# Technical vs. fundamental indicators



## deanj (26 July 2010)

Hey guys,

I have been studying technical analysis for some time now and have established a pretty firm knowledge base. I have started paper trading and am coming along nicely. 

I wanted to get a more well rounded understanding of forex trading and was looking to start exporing the fundamental side of things. what are the best ways to start doing this. Does anybody know of any sources (preferably web based) where i can refer to for the most important fundamental indicators.

I would like to start understanding what real world examples and occurances are having impacts on the forex market. 

Thanks guys and happy trading!


----------



## builder2818 (26 July 2010)

Check out Kathy Lien over at FX360.com and also Ashraf Laidi, who has some interesting market analysis.


----------



## nioka (26 July 2010)

deanj said:


> . I have started paper trading and am coming along nicely.



.

I am interested in how you set the buy and sell values for your paper trades. How you establish the values is important. It is not just a case of using the best prices that someone else has obtained that day. You need to take your place in the queue in the real world.

eg. I have been trying to trade VPG. I took my place in the buy queue and it took a week to buy even though most days there were sales at my buy price. Then it has taken a week to get to the sell price which was today but only half my order went through before the price slipped.
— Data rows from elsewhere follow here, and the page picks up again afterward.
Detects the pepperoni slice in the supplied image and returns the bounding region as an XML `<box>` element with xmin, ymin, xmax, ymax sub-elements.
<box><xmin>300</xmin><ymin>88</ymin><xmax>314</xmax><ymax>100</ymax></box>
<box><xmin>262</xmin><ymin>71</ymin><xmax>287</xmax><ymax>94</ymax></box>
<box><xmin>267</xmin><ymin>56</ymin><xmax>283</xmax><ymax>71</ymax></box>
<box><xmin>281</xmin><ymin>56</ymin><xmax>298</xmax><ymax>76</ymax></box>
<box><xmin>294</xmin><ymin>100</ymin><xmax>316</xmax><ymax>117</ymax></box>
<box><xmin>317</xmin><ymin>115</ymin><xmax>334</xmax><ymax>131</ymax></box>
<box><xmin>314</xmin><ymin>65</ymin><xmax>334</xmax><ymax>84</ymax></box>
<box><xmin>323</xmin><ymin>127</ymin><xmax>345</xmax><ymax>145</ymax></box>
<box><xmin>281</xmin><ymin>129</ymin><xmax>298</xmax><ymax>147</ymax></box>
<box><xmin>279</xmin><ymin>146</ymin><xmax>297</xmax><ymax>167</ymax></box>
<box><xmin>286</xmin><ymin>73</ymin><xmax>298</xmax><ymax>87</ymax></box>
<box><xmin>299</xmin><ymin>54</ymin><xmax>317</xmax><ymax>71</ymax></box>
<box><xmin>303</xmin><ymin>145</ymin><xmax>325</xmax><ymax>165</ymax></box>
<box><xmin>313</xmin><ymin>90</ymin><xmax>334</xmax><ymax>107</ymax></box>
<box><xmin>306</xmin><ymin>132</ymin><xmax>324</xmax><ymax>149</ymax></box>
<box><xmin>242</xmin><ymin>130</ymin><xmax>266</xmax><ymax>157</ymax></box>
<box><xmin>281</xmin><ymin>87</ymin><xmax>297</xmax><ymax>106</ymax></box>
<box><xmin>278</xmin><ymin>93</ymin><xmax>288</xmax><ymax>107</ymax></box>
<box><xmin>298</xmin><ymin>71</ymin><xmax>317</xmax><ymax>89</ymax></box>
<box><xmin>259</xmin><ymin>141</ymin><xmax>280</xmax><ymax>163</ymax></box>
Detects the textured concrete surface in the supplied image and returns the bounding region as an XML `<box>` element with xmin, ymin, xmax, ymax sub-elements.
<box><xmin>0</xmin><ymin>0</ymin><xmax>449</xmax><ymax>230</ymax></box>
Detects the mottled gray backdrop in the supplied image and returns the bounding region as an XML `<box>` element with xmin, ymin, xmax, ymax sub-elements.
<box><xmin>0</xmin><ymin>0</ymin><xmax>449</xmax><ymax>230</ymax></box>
I have watched the open and close auctions too with no success.

 I have the same problem with other stocks at the moment.


----------



## It's Snake Pliskin (26 July 2010)

nioka said:


> deanj said:
> 
> 
> > . I have started paper trading and am coming along nicely.
> ...




Whatever analysis is used liquidity is an issue determining what prices we get.


----------



## brty (26 July 2010)

nioka,



> I took my place in the buy queue and it took a week to buy even though most days there were sales at my buy price. Then it has taken a week to get to the sell price which was today but only half my order went through before the price slipped. I have watched the open and close auctions too with no success.
> 
> I have the same problem with other stocks at the moment.




Which is the exact reason why I only trade stocks where there is always liquidity, (nearly always, nothing can help on a day like the crash day '87). There are even plenty of ASX 200 companies that when you wish to move $20-$50k of stock you can have difficulty without moving the price.

My personal opinion on paper trading is that it is bunk. There are not the same psychiatrics involved, therefore it is not like trading. Sure work out a useable system on paper, but nothing will give you the feel of the market as the market. Just make sure you use "few" dollars too start with.

brty


----------



## ipndasno (29 July 2010)

deanj said:


> Hey guys,
> 
> I have been studying technical analysis for some time now and have established a pretty firm knowledge base. I have started paper trading and am coming along nicely.
> 
> ...




I know you mentioned Web based Source. But this Book Helped me out 100x the cost of the book. 

"The Secrets of Economic Indicators" second edition Hidden clues to Future Econic Trend and Investment Opportunities.  BY Bernard Baumouhl.

It is easy to understand all the econ jargin. And, It makes Picking out the Important indicators while ignoring the less important.

I am an FX trader, and the first thing that I do on a daily basis, Is Visit Forex factory for their Economic Calendar. Understanding and keeping up to date with Econ News, will get you thinking like an Investor and Speculator, 

Remember that Speculators Move the Market while the Investors Stay in the Market. I hope that makes sense to you!!


----------